API

pStringProc.checkSymbols

Checks the types of keys and values in a symbol lookup table, raising an error upon encountering a problem.

pStringProc.checkSymbols(symbols)
  • symbols: The symbol lookup table. All keys must be strings, and all values must be one of: string, number, function, or boolean true.

Notes

The iteration order is undefined.


pStringProc.checkWords

Checks words in a production table against the keys in a symbol lookup table. Raises an error if the symbol table does not have entries for all words in the production table.

pStringProc.checkWords(symbols, t)
  • symbols: The symbol lookup table.

  • t: The production table to check.


pStringProc.toTable

Converts a grammar production string to a table.

local t = pStringProc.toTable(s)
  • s: The production string to convert.

Returns: The converted table, to be used with pStringProc.traverse.


pStringProc.traverse

Processes a string, following a grammar production table and a table of symbols.

local res = pStringProc.traverse(W, t, symbols)
  • W: The walker object, configured with the string to be processed and its start position.

  • t: A production table for the string, having been created by pStringProc.toTable.

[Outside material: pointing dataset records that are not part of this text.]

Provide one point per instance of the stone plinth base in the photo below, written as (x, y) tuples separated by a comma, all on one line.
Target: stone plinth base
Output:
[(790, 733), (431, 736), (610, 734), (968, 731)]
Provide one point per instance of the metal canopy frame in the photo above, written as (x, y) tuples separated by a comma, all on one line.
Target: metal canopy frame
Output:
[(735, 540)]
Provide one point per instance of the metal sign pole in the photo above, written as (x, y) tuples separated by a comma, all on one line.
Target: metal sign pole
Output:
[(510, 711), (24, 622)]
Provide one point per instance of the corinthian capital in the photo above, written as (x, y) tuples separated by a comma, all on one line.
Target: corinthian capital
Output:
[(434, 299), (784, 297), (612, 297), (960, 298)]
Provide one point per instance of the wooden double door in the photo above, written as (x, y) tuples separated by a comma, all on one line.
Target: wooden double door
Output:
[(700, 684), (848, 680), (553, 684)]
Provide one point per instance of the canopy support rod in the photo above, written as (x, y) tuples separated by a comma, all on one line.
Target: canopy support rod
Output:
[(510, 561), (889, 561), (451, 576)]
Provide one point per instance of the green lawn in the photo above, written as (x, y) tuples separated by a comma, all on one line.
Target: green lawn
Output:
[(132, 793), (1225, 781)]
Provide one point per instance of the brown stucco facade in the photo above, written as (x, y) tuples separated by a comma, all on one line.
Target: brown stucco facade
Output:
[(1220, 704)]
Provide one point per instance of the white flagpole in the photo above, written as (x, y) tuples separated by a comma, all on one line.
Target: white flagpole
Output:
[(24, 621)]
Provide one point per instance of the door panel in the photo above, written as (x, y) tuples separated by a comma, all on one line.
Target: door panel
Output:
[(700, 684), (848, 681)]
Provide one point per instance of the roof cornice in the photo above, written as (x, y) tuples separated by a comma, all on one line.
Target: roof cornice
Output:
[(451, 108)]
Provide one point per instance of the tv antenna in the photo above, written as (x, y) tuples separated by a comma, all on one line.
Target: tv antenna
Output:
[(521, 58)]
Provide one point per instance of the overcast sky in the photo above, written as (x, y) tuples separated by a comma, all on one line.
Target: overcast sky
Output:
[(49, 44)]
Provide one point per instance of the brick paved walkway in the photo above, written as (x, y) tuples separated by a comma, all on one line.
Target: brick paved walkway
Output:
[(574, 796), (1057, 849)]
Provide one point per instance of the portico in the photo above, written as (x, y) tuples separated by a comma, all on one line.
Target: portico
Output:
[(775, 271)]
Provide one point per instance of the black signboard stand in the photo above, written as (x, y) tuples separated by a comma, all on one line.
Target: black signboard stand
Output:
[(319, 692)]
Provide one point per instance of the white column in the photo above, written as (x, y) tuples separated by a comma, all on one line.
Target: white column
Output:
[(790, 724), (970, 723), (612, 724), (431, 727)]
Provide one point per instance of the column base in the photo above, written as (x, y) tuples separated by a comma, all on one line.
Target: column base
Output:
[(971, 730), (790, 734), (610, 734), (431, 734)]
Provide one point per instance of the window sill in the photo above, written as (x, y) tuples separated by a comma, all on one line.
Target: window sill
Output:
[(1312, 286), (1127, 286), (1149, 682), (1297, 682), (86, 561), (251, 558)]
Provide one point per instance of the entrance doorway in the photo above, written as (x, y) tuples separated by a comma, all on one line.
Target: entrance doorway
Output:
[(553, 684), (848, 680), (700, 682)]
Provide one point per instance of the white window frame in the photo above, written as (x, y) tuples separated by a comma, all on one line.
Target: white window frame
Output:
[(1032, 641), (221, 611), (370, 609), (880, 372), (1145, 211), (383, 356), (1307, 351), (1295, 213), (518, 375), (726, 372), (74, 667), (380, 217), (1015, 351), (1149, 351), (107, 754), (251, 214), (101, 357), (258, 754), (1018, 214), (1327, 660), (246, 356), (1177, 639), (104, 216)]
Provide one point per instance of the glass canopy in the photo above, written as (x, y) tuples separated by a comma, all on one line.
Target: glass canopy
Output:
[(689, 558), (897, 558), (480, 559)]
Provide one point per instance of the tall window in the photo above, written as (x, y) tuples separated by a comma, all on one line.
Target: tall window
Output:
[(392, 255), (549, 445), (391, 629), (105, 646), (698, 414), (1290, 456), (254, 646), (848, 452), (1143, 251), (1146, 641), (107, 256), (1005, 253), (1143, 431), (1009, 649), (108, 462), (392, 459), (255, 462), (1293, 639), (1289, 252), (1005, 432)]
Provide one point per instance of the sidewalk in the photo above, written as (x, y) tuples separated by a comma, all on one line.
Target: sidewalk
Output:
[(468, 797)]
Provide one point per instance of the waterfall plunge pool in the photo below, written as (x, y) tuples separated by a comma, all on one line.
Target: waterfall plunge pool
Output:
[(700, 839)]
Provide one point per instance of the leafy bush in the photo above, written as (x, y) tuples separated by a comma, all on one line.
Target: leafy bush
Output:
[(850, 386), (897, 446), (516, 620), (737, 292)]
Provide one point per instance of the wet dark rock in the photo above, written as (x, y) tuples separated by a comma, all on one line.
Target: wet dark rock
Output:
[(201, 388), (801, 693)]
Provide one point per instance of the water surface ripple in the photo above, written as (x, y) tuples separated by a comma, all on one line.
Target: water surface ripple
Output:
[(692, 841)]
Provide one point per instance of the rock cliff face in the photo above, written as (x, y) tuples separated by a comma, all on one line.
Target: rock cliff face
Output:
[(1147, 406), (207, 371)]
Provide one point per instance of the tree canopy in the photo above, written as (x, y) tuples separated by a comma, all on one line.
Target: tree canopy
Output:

  • symbols: A lookup table of symbols.

Returns: A table of return values, or false if the walker’s string failed to match the grammar.

Module Notes

Notation

string literal

" / ': A string literal, enclosed in single or double quotes.

"foo" 'bar'
  • "Empty" string literals are permitted: '', ""

  • You can enclose one type of quote within another, like "foo 'bar' baz".

  • There is no character escape mechanism.

word

[a-zA-Z0-9_]+: Any non-empty string of latin letters, digits and underscores.

foo
  • The word must be populated in the symbol lookup table. Unhandled words will raise an error.

match zero or one

foo?

match zero, one, or many

foo*

match one or many

foo+

group

(): A subgroup of tokens that are handled like one word.

foo (bar baz) bop
  • Empty groups are permitted: ()

  • It’s an error to have an unbalanced number of brackets: a((b), ab)c

alternate

|: Alternate choice.

foo | bar
  • If this expression failed, try the next token in the group.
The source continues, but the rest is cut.